Zephaniah 3:17, “He will take great delight in you … he will rejoice over you with singing.”

God laughs in a happy, appreciative, celebratory way over us.

Consider Genesis 18:10, where God informs Abraham (who is about 100 years old) and Sarah (who is about 90) that they will have a son by “this time next year.”

God must have gotten a kick out of that announcement.

And they sure did. When Sarah is told, she openly laughs. Hebrews says at this point, Abraham was “as good as dead.”

Sarah was thinking, if we do it, at this age, the old guy will probably have a heart attack, and she laughs, and God’s laughs with her, because this is ridiculous and delightful and crazy  and good.

Sex, at 100, and a baby — they all laugh and God with them.

Zephaniah 3:17. He will take great delight in you.
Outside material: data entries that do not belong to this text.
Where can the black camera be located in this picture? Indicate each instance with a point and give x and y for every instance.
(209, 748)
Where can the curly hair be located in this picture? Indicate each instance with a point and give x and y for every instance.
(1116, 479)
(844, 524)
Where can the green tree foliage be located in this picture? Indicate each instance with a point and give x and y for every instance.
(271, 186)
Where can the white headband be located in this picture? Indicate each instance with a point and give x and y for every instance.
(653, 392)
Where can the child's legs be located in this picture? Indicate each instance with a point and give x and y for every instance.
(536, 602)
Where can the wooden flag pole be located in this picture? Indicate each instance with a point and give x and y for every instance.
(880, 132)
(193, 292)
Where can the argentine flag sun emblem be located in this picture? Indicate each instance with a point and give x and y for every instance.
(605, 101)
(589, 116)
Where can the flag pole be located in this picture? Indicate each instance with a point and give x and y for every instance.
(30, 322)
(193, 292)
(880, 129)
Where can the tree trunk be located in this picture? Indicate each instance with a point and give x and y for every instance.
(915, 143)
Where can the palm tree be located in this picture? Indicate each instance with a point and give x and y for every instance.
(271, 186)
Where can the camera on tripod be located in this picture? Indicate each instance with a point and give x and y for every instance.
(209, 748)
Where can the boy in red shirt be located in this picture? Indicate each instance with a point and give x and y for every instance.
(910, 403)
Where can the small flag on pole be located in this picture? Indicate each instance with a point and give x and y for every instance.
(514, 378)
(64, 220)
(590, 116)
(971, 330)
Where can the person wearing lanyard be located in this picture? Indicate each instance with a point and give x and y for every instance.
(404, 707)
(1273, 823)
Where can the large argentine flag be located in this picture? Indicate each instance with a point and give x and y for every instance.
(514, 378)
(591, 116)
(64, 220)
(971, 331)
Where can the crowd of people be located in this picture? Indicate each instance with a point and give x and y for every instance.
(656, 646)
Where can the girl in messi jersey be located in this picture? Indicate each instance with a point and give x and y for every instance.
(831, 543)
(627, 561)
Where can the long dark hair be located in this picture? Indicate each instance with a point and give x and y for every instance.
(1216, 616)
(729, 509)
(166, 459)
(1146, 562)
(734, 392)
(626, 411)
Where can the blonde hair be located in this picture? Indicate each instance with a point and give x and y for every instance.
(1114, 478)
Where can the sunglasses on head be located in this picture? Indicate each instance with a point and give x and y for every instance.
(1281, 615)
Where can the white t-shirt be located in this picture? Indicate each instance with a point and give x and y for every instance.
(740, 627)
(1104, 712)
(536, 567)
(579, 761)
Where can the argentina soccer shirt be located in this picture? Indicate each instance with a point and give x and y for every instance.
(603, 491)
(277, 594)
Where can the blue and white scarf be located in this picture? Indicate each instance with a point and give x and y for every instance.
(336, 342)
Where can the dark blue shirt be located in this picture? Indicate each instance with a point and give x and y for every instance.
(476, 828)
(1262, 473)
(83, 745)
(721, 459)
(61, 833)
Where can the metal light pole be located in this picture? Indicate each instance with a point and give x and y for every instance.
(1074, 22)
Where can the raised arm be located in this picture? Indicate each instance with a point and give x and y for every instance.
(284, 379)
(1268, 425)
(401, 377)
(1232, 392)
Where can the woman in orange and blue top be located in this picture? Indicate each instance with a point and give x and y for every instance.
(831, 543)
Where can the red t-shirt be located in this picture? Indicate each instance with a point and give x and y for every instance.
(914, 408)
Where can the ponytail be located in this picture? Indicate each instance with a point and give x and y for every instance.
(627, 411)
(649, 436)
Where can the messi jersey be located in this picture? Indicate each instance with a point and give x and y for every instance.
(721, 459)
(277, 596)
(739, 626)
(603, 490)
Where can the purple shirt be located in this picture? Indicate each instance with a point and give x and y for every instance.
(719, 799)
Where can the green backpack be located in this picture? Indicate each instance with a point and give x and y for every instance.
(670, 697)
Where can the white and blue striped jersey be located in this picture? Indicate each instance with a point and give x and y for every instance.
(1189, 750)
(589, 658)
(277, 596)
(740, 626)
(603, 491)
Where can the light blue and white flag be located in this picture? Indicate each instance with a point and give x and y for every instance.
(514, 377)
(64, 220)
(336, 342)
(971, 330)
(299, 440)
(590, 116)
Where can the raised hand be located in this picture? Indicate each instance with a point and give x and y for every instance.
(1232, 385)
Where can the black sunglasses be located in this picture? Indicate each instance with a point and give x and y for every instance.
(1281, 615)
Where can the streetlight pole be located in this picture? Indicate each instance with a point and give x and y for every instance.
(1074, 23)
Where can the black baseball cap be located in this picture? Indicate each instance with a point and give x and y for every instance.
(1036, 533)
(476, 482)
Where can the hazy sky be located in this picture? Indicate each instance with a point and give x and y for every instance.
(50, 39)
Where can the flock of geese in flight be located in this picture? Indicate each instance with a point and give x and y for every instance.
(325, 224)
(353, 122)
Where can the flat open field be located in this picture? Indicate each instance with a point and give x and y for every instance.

God is not a far off, uptight, angry, he is not a humorless tyrant. God is funny, he is clever, he is wry, he has tricks up his sleeve.

His humor draws us close to him.

How could we ever relate to a stern, humorless patrician-God who never jokes around?

But a funny God who tells his man Abraham to name his soon-to-be-born son, Isaac, or in Hebrew, Yit-zhak — because that Hebrew word means laughed, that we can relate to.

Laughter — it is divine, it is so good for us.

Poking fun, is a way of dealing with brokenness, normalizing difficulty, a way of coping.

What are you upset about? Try laughing at it.

The Bible says a merry heart is good like a medicine. Humor is the antidote of life. It is God’s survival medicine.

Ever wonder what heaven will be like? The disciples wanted to sit by Jesus, at his right hand. That would scare the heck out of me. What would I say? What if Iused the wrong fork, or language, at dinner.

Besides, sitting around the throne, listening to harp music, I prefer electric guitars. I think Jesus might too.

In heaven I think, I’ll be down at the river with the other people who barely got in, partying and telling jokes and laughing hilariously and whooping it up.

And perhaps the serious ones, around the throne, will cast an envious eye toward us, that wild bunch, down at the river and want to come down.

It is a great mystery. It is a great mystery of the OT.

We live within the mystery of a God who laughs and sings and hoots and hollers over us, and when we too laugh, this brings us closer to God.